Case Presentation: A 25-year-old female patient presented to the hospital with intermittent fever and frontal headache for the past month and sudden onset bilateral lower limb sensorimotor weakness along with sphincter dysfunction for the past 2 days. There was no history of neck rigidity or back pain. No incidence of trauma, dizziness, or loss of consciousness was noted. The patient was diagnosed with Rheumatoid Arthritis 2 years ago and has been on glucocorticoid therapy ever since. On presentation, the vital signs were normal. Neurological examination revealed the absence of muscle tone (0/5) and power(0/5) in the lower limbs. The knee, ankle and plantar reflexes were absent along with decreased sensations of pain, touch and proprioception in the lower limbs. Laboratory tests revealed low complement (C3, C4) levels and positive Antinuclear antibodies (1:80) with a speckled nucleolar pattern. We found antibodies against dsDNA, nucleosome, Sm/RNP and SSA/Ro nucleoproteins, on further antibody profiling. Serum Aquaporin-4 (AQP4) receptor antibody and Myelin oligodendrocyte glycoprotein (MOG) antibody assay were negative. No oligoclonal bands were found in CSF. MRI spine showed T2-weighted hyperintensities from the T2 vertebra to the conus medullaris and in the medulla oblongata. Post-gadolinium enhancement was absent. (Fig.1, Fig.2) The patient failed to respond to the 5-day course of intravenous Methylprednisolone. Following this, 5 cycles of Plasmapheresis were carried out. Since no clinical improvement was seen, the Cyclophosphamide regimen was initiated. A few days later, the patient died as a result of severe acute respiratory distress syndrome.

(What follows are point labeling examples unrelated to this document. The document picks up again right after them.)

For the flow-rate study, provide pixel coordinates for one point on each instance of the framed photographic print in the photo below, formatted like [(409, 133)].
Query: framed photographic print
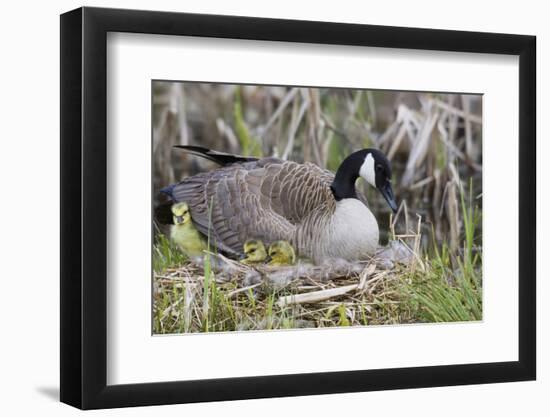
[(258, 208)]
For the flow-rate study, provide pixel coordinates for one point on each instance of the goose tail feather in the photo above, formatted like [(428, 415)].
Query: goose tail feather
[(220, 158)]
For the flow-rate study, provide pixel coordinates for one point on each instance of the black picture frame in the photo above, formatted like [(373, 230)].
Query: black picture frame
[(84, 207)]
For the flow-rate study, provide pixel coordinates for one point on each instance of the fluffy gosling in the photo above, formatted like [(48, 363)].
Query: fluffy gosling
[(184, 234)]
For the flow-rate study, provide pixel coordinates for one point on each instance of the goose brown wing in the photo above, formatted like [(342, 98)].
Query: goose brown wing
[(264, 199)]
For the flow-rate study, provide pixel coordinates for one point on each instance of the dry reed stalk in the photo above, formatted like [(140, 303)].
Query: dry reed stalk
[(315, 296)]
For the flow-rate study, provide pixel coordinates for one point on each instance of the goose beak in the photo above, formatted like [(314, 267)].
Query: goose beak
[(387, 192)]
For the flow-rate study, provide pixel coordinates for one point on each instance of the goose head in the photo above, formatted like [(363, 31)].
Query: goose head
[(254, 252), (180, 213), (369, 164), (281, 253)]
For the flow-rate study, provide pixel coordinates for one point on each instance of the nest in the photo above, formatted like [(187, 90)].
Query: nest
[(220, 294)]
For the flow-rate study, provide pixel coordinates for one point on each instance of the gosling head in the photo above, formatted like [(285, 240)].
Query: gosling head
[(181, 214), (369, 164), (281, 253), (254, 252)]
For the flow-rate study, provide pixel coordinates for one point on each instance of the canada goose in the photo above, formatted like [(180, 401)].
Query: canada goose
[(281, 253), (253, 252), (319, 213), (184, 234)]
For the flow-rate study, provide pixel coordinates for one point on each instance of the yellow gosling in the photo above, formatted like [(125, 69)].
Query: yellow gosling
[(184, 234)]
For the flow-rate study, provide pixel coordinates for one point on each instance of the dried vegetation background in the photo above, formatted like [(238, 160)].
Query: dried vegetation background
[(434, 142)]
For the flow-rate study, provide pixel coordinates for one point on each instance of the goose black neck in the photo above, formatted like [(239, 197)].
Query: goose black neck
[(343, 185)]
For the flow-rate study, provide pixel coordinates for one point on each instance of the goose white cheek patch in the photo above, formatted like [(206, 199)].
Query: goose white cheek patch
[(367, 170)]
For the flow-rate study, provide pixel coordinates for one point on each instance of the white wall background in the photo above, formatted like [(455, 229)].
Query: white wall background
[(29, 213)]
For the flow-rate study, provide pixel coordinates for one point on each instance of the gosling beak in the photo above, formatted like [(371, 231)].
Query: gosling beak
[(387, 192)]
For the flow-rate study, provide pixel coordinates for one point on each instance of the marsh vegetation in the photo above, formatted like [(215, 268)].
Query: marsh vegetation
[(434, 142)]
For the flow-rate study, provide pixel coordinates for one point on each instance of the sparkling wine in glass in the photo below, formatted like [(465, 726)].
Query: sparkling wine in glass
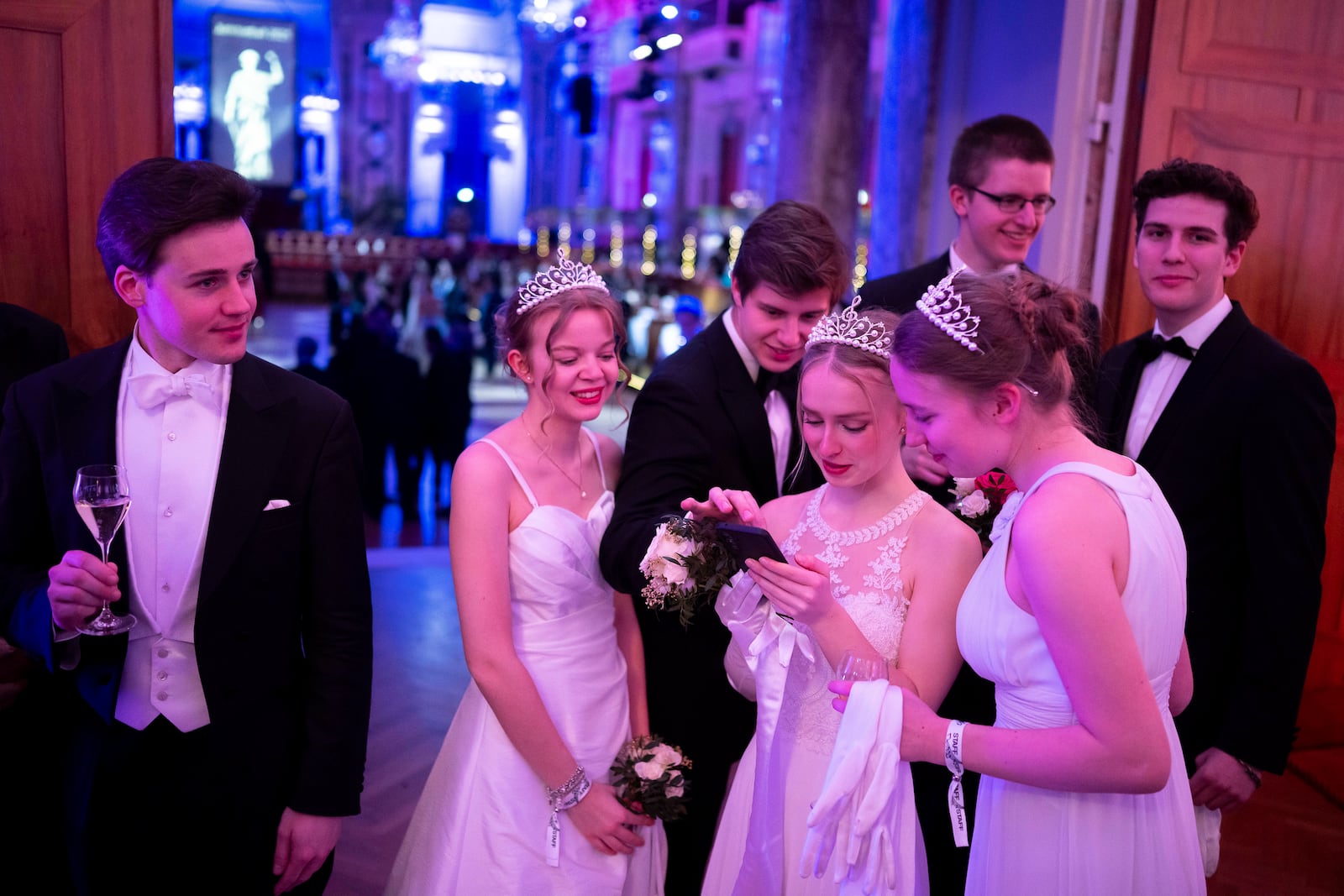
[(102, 497)]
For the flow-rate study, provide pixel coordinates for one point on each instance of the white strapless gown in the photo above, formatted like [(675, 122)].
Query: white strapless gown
[(1037, 841), (480, 825)]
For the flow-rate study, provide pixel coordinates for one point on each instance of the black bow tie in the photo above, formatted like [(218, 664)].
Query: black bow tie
[(1151, 345), (766, 382)]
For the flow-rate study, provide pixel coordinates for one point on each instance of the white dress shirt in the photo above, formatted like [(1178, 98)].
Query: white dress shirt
[(1163, 375), (171, 453), (776, 406)]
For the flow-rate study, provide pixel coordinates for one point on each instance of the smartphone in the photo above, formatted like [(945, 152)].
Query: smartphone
[(749, 542)]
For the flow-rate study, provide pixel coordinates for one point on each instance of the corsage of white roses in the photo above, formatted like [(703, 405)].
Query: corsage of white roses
[(649, 778), (685, 566), (979, 501)]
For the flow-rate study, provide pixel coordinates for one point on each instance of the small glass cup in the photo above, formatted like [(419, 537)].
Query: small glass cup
[(862, 667)]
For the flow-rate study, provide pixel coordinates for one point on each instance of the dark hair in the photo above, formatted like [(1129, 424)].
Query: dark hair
[(1028, 327), (991, 140), (1179, 177), (793, 248), (514, 331), (160, 197)]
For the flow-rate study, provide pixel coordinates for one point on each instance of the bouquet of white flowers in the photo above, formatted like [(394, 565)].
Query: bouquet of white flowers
[(685, 564), (649, 778)]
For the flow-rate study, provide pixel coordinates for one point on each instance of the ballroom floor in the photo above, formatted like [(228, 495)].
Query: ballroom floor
[(1288, 840)]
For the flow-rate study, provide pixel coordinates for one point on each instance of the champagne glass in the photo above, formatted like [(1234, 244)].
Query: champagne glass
[(102, 497), (862, 667)]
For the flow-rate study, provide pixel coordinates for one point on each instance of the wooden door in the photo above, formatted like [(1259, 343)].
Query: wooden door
[(87, 92), (1257, 86)]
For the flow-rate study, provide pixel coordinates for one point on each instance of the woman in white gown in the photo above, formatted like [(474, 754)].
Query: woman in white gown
[(517, 799), (877, 569), (1077, 613)]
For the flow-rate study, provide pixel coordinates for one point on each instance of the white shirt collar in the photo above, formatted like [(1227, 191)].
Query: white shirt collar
[(958, 261), (140, 362), (743, 352), (1202, 327)]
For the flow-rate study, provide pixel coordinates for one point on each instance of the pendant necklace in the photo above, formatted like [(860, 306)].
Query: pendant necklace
[(578, 483)]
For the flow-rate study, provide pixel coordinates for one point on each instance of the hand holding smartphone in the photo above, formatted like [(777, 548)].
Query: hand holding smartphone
[(749, 543)]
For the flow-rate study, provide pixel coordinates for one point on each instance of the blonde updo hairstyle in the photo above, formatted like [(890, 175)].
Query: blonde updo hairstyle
[(1028, 327)]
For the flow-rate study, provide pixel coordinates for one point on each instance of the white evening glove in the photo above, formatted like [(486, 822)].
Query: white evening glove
[(885, 835), (743, 610), (832, 815)]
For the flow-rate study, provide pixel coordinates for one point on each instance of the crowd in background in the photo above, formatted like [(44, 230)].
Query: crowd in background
[(403, 351)]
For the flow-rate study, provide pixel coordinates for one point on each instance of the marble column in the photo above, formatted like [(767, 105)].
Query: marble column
[(822, 123), (905, 181)]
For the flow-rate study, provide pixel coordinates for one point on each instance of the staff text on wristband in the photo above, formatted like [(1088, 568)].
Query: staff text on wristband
[(956, 795)]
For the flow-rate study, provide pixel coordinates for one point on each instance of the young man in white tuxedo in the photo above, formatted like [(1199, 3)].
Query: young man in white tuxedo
[(222, 739)]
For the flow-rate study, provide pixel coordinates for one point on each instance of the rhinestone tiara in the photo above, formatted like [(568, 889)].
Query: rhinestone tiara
[(562, 275), (848, 327), (945, 309)]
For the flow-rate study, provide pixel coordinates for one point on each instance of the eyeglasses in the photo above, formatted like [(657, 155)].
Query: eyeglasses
[(1014, 204)]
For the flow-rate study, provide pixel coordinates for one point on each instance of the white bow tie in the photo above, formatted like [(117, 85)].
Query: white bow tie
[(152, 390)]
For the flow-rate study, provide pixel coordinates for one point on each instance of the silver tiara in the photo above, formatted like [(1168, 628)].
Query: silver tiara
[(559, 277), (850, 328), (945, 309)]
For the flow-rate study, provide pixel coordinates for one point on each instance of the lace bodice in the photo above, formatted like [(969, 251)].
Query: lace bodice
[(866, 580)]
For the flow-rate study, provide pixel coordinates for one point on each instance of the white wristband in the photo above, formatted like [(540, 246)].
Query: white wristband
[(568, 795), (956, 795)]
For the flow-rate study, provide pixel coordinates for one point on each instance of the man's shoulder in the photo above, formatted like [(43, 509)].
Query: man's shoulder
[(19, 317), (288, 385), (78, 369), (699, 362), (900, 291), (1257, 356)]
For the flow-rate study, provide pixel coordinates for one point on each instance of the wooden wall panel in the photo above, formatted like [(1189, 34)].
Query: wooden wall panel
[(89, 93), (1257, 86)]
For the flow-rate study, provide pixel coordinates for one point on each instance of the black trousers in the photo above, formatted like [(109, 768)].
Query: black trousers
[(165, 817)]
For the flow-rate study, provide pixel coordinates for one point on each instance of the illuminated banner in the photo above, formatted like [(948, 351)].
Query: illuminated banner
[(252, 97)]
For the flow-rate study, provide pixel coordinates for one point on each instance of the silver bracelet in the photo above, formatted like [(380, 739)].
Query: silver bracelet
[(562, 794), (568, 795)]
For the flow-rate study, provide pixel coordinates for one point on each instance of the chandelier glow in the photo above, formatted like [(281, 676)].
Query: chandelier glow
[(945, 311), (848, 327), (562, 275)]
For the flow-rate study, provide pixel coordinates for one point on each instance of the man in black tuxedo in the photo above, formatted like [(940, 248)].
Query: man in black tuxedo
[(999, 186), (719, 412), (219, 743), (29, 343), (1240, 434)]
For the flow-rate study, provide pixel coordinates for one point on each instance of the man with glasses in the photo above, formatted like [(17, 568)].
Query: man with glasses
[(999, 186)]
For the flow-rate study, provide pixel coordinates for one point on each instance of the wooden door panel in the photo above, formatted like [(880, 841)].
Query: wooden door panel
[(1257, 86), (31, 154), (89, 92)]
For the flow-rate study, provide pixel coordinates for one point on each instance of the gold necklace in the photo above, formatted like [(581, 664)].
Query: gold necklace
[(578, 483)]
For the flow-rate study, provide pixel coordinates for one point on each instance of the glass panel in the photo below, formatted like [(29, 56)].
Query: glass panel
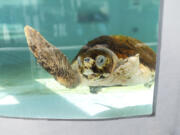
[(113, 77)]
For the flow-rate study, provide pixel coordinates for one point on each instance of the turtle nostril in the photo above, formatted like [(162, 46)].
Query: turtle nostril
[(86, 59)]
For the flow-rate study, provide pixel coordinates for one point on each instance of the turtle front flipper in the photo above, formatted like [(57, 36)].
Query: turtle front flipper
[(51, 59)]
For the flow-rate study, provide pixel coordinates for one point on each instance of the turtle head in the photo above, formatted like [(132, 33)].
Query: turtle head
[(96, 63)]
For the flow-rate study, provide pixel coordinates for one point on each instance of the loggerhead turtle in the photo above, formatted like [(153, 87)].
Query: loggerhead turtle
[(103, 62)]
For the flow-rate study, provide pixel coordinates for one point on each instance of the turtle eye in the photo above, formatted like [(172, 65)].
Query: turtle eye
[(100, 60), (87, 59)]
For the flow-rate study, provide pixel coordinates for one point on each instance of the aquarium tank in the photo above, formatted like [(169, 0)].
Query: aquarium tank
[(27, 90)]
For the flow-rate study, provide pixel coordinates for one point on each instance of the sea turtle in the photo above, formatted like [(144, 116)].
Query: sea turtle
[(103, 62)]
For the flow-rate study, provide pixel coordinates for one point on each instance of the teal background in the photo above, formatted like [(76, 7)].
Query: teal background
[(68, 24)]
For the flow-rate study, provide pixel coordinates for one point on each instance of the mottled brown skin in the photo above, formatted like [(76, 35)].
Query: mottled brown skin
[(51, 59), (123, 47), (116, 49)]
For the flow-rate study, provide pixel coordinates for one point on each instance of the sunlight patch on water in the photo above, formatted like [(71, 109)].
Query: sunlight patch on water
[(8, 100), (113, 97)]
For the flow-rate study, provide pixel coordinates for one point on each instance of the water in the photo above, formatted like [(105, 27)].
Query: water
[(28, 91)]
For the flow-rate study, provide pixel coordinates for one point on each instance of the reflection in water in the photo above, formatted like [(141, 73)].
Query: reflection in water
[(26, 90)]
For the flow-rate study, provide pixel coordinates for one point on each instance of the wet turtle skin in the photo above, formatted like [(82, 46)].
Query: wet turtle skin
[(103, 62)]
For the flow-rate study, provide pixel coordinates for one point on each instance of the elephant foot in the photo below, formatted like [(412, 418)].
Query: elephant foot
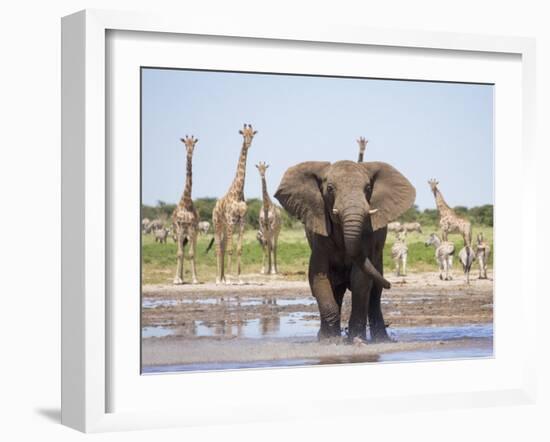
[(328, 334), (358, 341), (332, 340)]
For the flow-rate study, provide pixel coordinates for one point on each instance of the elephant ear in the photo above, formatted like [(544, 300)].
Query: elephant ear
[(392, 193), (300, 194)]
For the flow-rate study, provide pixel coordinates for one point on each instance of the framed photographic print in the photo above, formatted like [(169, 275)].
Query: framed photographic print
[(249, 212)]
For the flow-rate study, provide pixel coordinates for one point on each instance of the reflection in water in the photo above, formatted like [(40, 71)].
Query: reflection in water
[(228, 302)]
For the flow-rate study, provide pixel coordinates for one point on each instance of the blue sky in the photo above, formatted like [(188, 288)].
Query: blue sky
[(425, 129)]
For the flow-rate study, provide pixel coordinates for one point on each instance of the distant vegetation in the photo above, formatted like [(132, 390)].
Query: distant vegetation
[(479, 215), (293, 255), (205, 207)]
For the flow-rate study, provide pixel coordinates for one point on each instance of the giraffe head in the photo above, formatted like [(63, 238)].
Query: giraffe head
[(248, 134), (189, 142), (362, 141), (262, 167), (480, 238), (433, 185)]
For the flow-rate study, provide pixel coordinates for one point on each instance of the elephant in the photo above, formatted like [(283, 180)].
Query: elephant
[(345, 208)]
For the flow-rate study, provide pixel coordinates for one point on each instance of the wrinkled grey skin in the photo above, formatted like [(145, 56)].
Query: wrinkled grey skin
[(345, 207)]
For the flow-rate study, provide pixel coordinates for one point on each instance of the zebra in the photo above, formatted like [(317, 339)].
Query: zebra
[(444, 251)]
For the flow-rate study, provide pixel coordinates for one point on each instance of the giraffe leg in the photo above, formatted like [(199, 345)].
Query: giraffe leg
[(275, 241), (191, 254), (228, 248), (269, 254), (178, 279), (220, 277), (240, 249), (264, 250)]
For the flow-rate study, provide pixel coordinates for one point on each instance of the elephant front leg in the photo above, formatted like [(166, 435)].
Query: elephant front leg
[(328, 308), (377, 325), (360, 293)]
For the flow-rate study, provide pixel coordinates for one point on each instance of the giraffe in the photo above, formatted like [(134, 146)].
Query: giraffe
[(229, 212), (449, 221), (362, 146), (444, 251), (185, 218), (482, 254), (399, 252), (270, 225)]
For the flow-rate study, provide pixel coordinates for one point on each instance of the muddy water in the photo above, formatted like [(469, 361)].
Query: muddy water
[(236, 322)]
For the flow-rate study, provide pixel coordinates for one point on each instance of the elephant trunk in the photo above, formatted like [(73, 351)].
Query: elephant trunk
[(352, 223)]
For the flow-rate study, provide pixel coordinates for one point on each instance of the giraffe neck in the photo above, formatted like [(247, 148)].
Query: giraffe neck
[(186, 200), (265, 195), (442, 206), (237, 188)]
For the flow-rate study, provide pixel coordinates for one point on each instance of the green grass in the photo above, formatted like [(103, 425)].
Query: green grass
[(159, 260)]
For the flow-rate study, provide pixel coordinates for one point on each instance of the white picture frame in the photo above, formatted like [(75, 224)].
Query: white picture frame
[(86, 315)]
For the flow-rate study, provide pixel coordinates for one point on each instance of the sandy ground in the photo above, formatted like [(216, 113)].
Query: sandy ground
[(416, 300)]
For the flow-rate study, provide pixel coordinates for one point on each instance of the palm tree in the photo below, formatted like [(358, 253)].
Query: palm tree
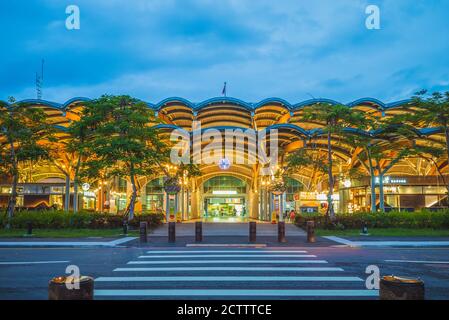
[(334, 119)]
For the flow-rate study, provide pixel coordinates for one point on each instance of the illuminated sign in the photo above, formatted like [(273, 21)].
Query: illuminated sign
[(89, 194), (323, 197), (389, 180), (224, 192)]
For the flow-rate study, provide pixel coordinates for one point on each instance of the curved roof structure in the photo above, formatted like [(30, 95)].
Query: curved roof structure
[(224, 113)]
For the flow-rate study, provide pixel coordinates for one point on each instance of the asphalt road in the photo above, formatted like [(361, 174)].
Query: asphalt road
[(291, 272)]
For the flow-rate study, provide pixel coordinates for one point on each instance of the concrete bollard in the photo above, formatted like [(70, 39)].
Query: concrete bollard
[(143, 232), (281, 232), (198, 231), (399, 288), (252, 231), (80, 289), (311, 231), (172, 232)]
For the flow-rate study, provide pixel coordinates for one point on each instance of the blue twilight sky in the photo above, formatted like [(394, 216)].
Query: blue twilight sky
[(292, 49)]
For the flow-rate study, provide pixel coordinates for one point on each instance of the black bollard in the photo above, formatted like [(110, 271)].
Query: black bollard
[(310, 231), (76, 289), (143, 232), (399, 288), (364, 230), (252, 231), (125, 228), (281, 232), (172, 232), (29, 229), (198, 231)]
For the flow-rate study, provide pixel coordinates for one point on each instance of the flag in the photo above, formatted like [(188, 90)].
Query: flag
[(224, 90)]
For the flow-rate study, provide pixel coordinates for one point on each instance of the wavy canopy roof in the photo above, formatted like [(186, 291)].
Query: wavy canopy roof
[(224, 113)]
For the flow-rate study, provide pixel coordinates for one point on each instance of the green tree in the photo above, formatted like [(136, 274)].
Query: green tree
[(428, 111), (334, 119), (123, 142), (24, 136)]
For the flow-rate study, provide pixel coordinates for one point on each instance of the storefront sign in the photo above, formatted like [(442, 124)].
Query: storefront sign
[(89, 194), (389, 180)]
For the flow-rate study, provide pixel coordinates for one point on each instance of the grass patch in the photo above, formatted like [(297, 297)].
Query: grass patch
[(386, 232), (66, 233)]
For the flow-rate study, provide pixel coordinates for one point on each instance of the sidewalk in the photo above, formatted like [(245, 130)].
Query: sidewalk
[(85, 242)]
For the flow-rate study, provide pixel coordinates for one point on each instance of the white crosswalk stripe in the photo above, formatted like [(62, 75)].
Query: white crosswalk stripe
[(249, 273)]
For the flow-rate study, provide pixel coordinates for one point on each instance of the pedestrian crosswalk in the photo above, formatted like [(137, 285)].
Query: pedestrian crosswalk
[(255, 273)]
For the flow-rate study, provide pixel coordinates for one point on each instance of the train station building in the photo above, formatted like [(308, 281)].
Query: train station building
[(229, 191)]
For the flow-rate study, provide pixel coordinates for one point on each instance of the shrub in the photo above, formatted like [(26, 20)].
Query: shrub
[(421, 219), (80, 220)]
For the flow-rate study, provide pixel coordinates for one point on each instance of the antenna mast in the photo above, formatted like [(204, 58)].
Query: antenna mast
[(40, 81)]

Discussion: Transverse myelitis (TM) is one of the least but potentially severe complications of Systemic lupus erythematosus (SLE) and affects around 1-2% of patients with SLE. (1) It causes sensory, motor, and autonomic nervous system dysfunction, and leads to extensive and severe neuropsychiatric symptoms. (2,3) Clinical manifestations of TM arise from immune-mediated parenchymal damage with interruptions in the descending and ascending spinal tracts causing significant morbidity and mortality. (4) Based on the involvement of the nervous system, TM can be classified into Grey matter myelitis and White matter myelitis. (5) Grey matter myelitis is an acute condition characterized by flaccid paralysis and a well-defined sensory level, whereas white matter myelitis is a less severe condition associated with upper motor neuron lesions such as spasticity and hyperreflexia, and has a slower progression of paralysis. TM associated with SLE remains underexplored with an extremely limited number of reported cases. Our patient was referred from a smaller health centre, and as a result of which we lost the initial hours crucial for beginning corticosteroid therapy, as recommended by the EULAR task force. (6) In this study, we provide a case report of a patient with SLE who presented with TM, with an aim to highlight early recognition and prompt treatment with immunosuppressive therapy.

Conclusions: Our report highlights the importance of prompt and aggressive initiation of glucocorticosteroids along with immunosuppressive agents like cyclophosphamide for grey matter myelitis in patients with SLE. The knowledge of the difference between Gray matter and White matter myelitis can aid in diagnosis.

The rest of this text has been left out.